La testimonianza del papà di Dario Depalma, l’attivista di Bernalda a bordo della missione umanitaria della Global Sumud Flotilla diretta verso la striscia di Gaza. Il racconto di un’altra attivista, Simona Losito, giornalista barese

«Ci stanno intercettando» sono queste le ultime parole comunicate alla mamma da Dario Depalma, prima di essere fermato dalle vedette israeliane, l’attivista di Bernalda a bordo della missione umanitaria della Global Sumud Flotilla diretta verso la striscia di Gaza. È cominciato così l’inferno della famiglia Depalma. A raccontare questi due giorni di angoscia è papà Angelo, un poliziotto in pensione che conosce a fondo i problemi degli extracomunitari. «Non ho mai cercato di fermarlo, non mi sono messo davanti alla porta – spiega Angelo –. La situazione prima della partenza era chiara a tutti, ma lui è sensibile a queste problematiche, non solo per i problemi dei palestinesi, anche di fronte a tutte le tragedie umanitarie si sente molto coinvolto e sente la necessità di agire in qualche modo».

LA TESTIMONIANZA DEL PAPÀ DI DARIO DEPALMA, ANGELO: «NON SONO TERRORISTI»
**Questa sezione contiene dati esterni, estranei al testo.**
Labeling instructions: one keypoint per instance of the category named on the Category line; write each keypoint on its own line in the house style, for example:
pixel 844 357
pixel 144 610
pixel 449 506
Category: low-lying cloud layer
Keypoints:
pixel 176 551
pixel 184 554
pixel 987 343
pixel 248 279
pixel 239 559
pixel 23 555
Non accetta l’accusa di terrorismo con cui sono stati etichettati gli attivisti catturati dall’esercito israeliano «Chi va a portare gli aiuti in barca non può essere definito un terrorista – aggiunge –, anche se non erano a bordo di un cargo, ma stavano compiendo un atto simbolico, trasportavano farina, riso, marmellate, medicinali da distribuire. Non parliamo di armi ad Hamas, qualunque accusa rivolta a questi ragazzi non trova alcun riscontro». «Siamo rimasti col fiato sospeso fino alla notizia del rilascio – spiega Angelo –. Mia moglie e l’altro mio figlio sono andati a Fiumicino ad accoglierlo e, ovviamente, quando l’ho visto arrivare l’emozione ha superato qualunque paura e trauma dei giorni precedenti. Riabbracciare un figlio è una sensazione spettacolare».